- 2016 Health Care Service Group Conference
- 11 December 2015
Conference believes that the way NHS services are commissioned in England has to change.
Conference reiterates its opposition to NHS privatisation and notes that since the Health and Social Care Act 2012 came into force it is far easier for clinical and support services to be sold off, and increasingly even the actual commissioning itself.
Conference is dismayed by the spate of privatisations since the May 2015 general election. These include clinical commissioning groups in Staffordshire effectively passing responsibility for commissioning cancer services to a consortium led by Interserve, and Capita being handed the contract for Primary Care Support services by NHS England.
Conference is particularly alarmed that organisations such as Optum, part of American healthcare company United Health, have been selected to provide commissioning advice and support to CCGs. Conference is concerned about the potential for conflicts of interest these type of deals create and the fact that this only makes the privatisation of clinical services more likely.
Conference notes the confusion created within the wider commissioning support world, where some commissioning support units have been forced to close as a result of not making it onto NHS England’s “lead provider network”, and where CSUs are still threatened with being broken completely away from the public sector.
Conference is alarmed that such decisions endanger the jobs of healthcare staff working on both the commissioning and provision sides of the NHS, and also that the pay, terms and conditions of workers may come under threat where services are transferred out of the public sector.

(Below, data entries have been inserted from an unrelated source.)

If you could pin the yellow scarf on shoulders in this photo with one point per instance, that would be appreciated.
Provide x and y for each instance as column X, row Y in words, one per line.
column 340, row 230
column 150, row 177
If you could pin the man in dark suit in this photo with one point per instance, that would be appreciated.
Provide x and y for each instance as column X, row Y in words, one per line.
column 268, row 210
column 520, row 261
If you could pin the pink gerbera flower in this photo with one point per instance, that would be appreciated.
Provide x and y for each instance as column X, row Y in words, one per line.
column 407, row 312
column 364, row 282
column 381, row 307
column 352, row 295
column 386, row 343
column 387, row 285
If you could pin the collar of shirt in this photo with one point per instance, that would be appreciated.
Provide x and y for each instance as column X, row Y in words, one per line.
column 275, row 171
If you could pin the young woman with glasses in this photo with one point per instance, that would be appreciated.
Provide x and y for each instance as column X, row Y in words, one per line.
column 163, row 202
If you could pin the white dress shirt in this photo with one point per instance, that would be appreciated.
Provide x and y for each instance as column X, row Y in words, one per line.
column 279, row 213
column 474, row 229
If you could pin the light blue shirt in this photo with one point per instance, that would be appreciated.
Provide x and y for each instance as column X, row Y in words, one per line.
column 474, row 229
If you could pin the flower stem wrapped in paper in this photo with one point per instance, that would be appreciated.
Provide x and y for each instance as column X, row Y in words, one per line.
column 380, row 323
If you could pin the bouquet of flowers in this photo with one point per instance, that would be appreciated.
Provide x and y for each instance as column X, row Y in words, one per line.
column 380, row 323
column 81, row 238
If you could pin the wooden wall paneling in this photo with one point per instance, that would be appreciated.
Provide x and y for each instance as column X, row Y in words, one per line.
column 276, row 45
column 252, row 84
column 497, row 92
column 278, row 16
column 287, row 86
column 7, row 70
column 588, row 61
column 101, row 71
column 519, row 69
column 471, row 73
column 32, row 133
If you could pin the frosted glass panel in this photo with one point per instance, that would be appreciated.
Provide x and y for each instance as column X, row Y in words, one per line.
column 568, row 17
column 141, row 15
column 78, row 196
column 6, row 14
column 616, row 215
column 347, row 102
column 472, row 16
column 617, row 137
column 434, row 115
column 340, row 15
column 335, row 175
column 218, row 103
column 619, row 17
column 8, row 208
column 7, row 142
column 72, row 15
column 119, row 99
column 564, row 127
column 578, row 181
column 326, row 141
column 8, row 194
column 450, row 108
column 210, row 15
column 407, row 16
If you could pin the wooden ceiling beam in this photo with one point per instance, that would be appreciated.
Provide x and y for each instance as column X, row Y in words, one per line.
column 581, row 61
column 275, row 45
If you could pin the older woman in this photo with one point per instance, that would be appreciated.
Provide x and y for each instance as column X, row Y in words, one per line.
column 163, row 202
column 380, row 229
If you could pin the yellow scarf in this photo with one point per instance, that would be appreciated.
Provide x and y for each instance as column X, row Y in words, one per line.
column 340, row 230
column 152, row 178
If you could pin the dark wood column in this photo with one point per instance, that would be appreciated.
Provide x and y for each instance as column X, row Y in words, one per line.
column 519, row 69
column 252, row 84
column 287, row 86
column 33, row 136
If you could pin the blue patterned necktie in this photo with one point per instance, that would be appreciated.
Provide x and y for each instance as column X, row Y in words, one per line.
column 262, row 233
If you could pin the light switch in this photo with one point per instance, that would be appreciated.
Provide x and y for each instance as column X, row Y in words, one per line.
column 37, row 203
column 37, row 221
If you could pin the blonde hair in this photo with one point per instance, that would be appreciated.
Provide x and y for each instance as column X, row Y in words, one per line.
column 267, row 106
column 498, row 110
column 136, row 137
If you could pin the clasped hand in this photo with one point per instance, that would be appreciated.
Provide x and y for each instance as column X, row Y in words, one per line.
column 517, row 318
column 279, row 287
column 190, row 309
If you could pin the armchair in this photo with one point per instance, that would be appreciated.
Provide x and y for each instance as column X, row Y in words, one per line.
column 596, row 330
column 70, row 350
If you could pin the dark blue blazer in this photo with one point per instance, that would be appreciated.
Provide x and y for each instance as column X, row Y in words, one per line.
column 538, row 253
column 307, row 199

Moreover, Conference asserts that clinical commissioning groups are in danger of becoming merely the local agents of the government’s cuts agenda, responsible for little more than skimming funding from local services.
Conference in no way blames those staff working at CCGs, but notes the differences from the era of primary care trusts where the local NHS at least had the ability to plan strategically and where commissioning meant more than just tendering processes and rationing.
At a time when the big concerns within the English NHS have become focused on the new care models of the Five Year Forward View and on the devolution agenda, Conference believes that the current commissioning system is not fit for purpose.
Similarly, Conference notes that the maintenance of the purchaser-provider split that has driven the development of the NHS market in the 21st century has become increasingly inappropriate and may actually be undermined by other NHS England initiatives, such as acute care collaborations.
Instead of the obsession with localised market-making that the Lansley overhaul aimed to foster, Conference believes that the time has come to rebuild a better integrated, better planned national system in which the NHS can more easily make those strategic decisions to improve services.
Conference therefore calls upon the Health SGE to work with other parts of the union to:
1)continue to oppose NHS privatisation in all its forms;
2)work to protect the jobs, pay, terms and conditions of staff working on both the commissioning and provision sides of the NHS; and
3)argue for a more progressive system for the English NHS based on strategic national planning rather than local marketeering.